The challenge is that inflation is not yet high enough to support aggressive easing without credibility risk. With CPI still rising 2.7% year over year, markets remain sensitive to any upside inflation surprise that pushes yields higher again. That sensitivity feeds directly into USD/INR.


Frequently Asked Questions (FAQ)

1. What is the most important input for a USD to INR forecast right now?

U.S. real yields. They transmit into USD strength, risk appetite, and hedging costs. With the 10-year inflation-indexed yield around 1.91%, the dollar’s “safe carry” remains meaningful, which tends to keep USD/INR supported.


2. How do U.S. Treasury yields affect the Indian Rupee day to day?

Higher Treasury yields raise the returns on dollar-denominated assets and can pull capital out of emerging markets. They also strengthen the dollar in global funding markets. For INR, the result is usually gradual depreciation pressure rather than sharp moves because FX volatility is often smoothed.


3. Is India’s rate advantage enough to strengthen INR?

Not by itself. India’s repo rate is 5.25% versus a 3.5% to 3.75% Fed funds target range, but foreign investors focus on hedged returns. If forward or swap costs rise, the carry advantage can shrink quickly.


4. What role do RBI Reserves play in USD/INR forecasting?

Large reserves allow the RBI to dampen volatility and reduce the probability of disorderly moves. The RBI reported reserves of $686.2 bn as of 28 Nov 2025, implying strong capacity to smooth shocks, even if the trend is influenced by yields and flows.


5. Why can USD/INR rise even when India’s inflation is very low?

Because FX is driven by relative returns and capital flows, not inflation alone. India’s headline inflation has been extremely low recently, but if U.S. real yields stay high or portfolio flows weaken, USD demand can still dominate and keep USD/INR near the top of its range.


6. What would confirm a more durable INR rally?

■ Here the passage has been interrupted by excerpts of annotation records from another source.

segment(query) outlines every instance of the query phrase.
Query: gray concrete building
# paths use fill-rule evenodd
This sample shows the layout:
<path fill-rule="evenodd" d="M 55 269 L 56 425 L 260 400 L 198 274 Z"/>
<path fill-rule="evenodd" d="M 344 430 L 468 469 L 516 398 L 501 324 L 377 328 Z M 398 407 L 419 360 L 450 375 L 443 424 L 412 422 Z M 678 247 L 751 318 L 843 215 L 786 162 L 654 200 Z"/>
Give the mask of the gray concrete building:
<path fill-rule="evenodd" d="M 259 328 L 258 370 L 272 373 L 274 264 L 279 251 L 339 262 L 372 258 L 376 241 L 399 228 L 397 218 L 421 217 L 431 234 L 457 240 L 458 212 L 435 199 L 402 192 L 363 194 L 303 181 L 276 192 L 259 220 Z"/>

A sustained decline in U.S. real yields and a clear improvement in India’s net capital inflows. A supportive oil backdrop helps by keeping the current account deficit modest. Without those conditions, INR strength typically fades into range trading and managed depreciation.


Conclusion

The USD to INR Forecast is still primarily a yield story. With U.S. 10-year yields around 4.14% and real yields near 1.91%, the dollar remains well supported on a risk-adjusted basis, keeping USD/INR biased to the upside even as India’s domestic fundamentals look strong. [1]


India’s macro mix of strong growth, low inflation, and large reserves provides stability rather than automatic INR strength. The most realistic path is continued range trade near ₹90 with a slight upward drift, unless U.S. real yields fall decisively and India sees a clearer revival in portfolio inflows.


Disclaimer: This material is for general information purposes only and is not intended as (and should not be considered to be) financial, investment, or other advice on which reliance should be placed. No opinion given in the material constitutes a recommendation by EBC or the author that any particular investment, security, transaction, or investment strategy is suitable for any specific person.